L’Amérique est-elle en récession ?Le débat s’échauffe

Cependant, L’avenir est encore très incertain. L’inflation de la zone euro a atteint un nouveau sommet en raison de la guerre en Ukraine et des sanctions occidentales contre Moscou, passant de 8,6 % en juin à 8,9 % en juillet. La métrique a atteint de nouveaux sommets chaque mois depuis novembre. Outre la flambée des prix de l’énergie (carburant, gaz, électricité), les ménages européens sont de plus en plus confrontés à la flambée des prix alimentaires. Aux Etats-Unis,L’inflation atteint un niveau record de 9,1 % en juinplus de 40 ans.

prévoir l’inflation

Le responsable de la Fed a expliqué que pour lutter contre cette flambée des prix, la prévision est nécessaire.Il est nécessaire de Changer politique monétaire, la exécuter correctement “C’est-à-dire une transition de politiques accommodantes pendant la pandémie à des politiques plus déterminées face à l’inflation”, a-t-il détaillé.

L’un des facteurs clés est les anticipations d’inflation. En fait, si le marché et les consommateurs s’attendent à ce que les prix continuent d’augmenter, ils agiront en conséquence : les magasins continueront d’augmenter les prix, les consommateurs se redresseront avant que les prix ne remontent, les employés exigeront des salaires plus élevés, etc.

Par rapport à la situation des années 70. ” Les taux d’inflation aux États-Unis et dans la zone euro sont désormais proches des niveaux des années 1970 (à deux chiffres) dit James Bullard.
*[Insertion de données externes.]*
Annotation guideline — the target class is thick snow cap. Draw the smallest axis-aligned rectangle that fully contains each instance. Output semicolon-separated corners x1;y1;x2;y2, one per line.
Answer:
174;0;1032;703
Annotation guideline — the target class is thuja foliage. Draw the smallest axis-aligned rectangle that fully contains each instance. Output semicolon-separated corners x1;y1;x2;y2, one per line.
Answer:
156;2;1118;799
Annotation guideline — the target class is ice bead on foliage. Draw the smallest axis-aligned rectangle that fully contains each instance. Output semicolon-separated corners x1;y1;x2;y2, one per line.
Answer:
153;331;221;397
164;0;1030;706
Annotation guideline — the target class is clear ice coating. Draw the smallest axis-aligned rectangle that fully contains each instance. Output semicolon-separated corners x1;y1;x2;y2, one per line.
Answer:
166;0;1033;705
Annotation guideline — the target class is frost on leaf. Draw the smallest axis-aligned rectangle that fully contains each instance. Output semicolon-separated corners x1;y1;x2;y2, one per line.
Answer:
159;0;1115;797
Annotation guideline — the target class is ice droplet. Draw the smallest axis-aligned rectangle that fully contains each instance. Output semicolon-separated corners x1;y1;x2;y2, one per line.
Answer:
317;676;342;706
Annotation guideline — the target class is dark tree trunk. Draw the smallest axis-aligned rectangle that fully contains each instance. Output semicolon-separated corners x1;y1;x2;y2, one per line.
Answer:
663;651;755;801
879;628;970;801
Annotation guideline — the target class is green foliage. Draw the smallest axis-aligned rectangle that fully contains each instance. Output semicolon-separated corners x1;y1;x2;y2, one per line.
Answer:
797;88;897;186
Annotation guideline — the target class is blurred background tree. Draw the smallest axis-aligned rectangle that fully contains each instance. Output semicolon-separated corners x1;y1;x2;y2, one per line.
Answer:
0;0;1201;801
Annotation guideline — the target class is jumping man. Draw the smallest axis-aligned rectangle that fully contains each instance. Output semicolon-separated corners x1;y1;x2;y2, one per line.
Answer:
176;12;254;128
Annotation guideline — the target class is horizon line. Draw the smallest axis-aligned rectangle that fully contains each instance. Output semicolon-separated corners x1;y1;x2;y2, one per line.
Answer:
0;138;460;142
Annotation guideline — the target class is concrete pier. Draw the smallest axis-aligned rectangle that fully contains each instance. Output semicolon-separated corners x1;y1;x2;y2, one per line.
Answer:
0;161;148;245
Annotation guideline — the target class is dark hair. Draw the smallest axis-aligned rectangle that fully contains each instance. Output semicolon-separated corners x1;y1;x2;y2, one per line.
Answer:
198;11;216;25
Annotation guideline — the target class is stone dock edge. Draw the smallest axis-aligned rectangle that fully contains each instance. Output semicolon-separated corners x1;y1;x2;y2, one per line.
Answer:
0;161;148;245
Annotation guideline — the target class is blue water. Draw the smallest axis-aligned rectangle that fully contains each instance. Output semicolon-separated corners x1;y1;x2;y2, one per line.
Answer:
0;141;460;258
A l’époque, la politique anti-inflationniste très cher Pour l’économie américaine, il y a eu plusieurs récessions, mais selon le responsable cela était dû à ” Incroyable au premier abord ” car” Peu de gens pensent que la Fed réduira l’inflation après l’avoir laissée augmenter pendant une décennie Ainsi, Paul Volcker, alors président de la Fed, doit obtenir un crédit En frappant fort. mais” La Fed et la BCE ont une crédibilité considérable par rapport à leurs homologues des années 1970 », a encore commenté le président de la Fed de Saint-Louis.

Vers une nouvelle hausse des taux

L’inflation au deuxième trimestre a été plus forte que prévu “, alors” il faut aller plus haut Au-delà des attentes, a-t-il ajouté. Le taux directeur de la Fed donne le ton aux banques commerciales américaines, actuellement compris entre 2,25% et 2,50%, et devra remonter à 3,75%-4% d’ici fin 2022. James Bullard attendu.

L’économie américaine a de nouveau reculé au deuxième trimestre, alimentant les craintes de récession

Fin juillet, la Fed a décidé de relever à nouveau les taux d’intérêt trois quarts pour cent. Il s’agissait de la quatrième hausse consécutive des taux : en hausse de 25 cents en mars, de 0,5 cents en mai et des trois quarts en juin, les gains les plus importants depuis 1994.